Open Source Models of Interest (OSMoI)
Version 0.1.0 (Jan 25, 2024)
Original authors:
- Vinod Panicker (@panickervinod)
- Harimohan Rajamohanan (@harimohanr)
- Arun Suresh (@asa1997)
- Sudhir Verma(@sudhirverma)
Purpose
This document outlines a standardized data interchange format for open source software models of interest (OSSMoI) within organizations. The OSSMoI encompasses essential model details such as model id, model name, model type, owner information, parent information, modality information, size information. These details facilitate seamless sharing among peers within the organization and publication to the BeSLighthouse community dashboard. Open Source models can be onbaorded into BeSLab by BLIman utility.
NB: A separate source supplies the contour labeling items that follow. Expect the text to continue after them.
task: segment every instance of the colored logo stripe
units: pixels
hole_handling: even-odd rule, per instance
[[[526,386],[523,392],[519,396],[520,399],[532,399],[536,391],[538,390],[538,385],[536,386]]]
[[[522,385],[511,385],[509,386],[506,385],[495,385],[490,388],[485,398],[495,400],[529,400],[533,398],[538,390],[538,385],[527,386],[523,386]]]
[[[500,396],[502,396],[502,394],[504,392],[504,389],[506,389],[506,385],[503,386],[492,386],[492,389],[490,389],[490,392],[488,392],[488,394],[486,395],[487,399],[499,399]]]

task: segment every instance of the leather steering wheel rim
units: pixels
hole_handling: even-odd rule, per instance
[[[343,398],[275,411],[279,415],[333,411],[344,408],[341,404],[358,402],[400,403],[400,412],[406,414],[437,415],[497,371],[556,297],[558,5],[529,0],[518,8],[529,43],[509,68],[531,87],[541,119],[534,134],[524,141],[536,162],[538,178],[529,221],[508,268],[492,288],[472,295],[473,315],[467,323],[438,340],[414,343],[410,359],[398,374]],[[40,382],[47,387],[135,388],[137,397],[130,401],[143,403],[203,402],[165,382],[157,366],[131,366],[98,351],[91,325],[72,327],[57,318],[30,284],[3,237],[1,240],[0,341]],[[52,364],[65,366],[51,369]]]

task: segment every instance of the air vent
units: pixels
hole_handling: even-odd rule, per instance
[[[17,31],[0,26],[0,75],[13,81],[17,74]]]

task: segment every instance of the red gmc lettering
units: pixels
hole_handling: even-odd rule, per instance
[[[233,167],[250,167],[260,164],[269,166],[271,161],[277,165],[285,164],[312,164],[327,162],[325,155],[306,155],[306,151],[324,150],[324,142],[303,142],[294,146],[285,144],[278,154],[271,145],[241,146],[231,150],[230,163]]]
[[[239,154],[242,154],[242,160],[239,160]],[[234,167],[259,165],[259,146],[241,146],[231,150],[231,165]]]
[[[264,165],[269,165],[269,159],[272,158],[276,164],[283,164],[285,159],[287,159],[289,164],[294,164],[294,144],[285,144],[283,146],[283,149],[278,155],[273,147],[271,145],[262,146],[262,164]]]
This standardized data interchange format not only streamlines the sharing and publication process of open source software models within organizations but also significantly reduces the time required for BeSLabs to assess models of interest. By providing a structured framework for exchanging essential model details, BeSLabs can expedite their assessment procedures and evaluation of open source models.
This format is stable, but further backwards compatible changes may still be made. Please feel free to create an issue in this repo.
Format Overview
The format is a JSON-based encoding format, using the following informal schema. The exact details of each field are elaborated in the next section. All ‘STRING’s contain UTF-8 text.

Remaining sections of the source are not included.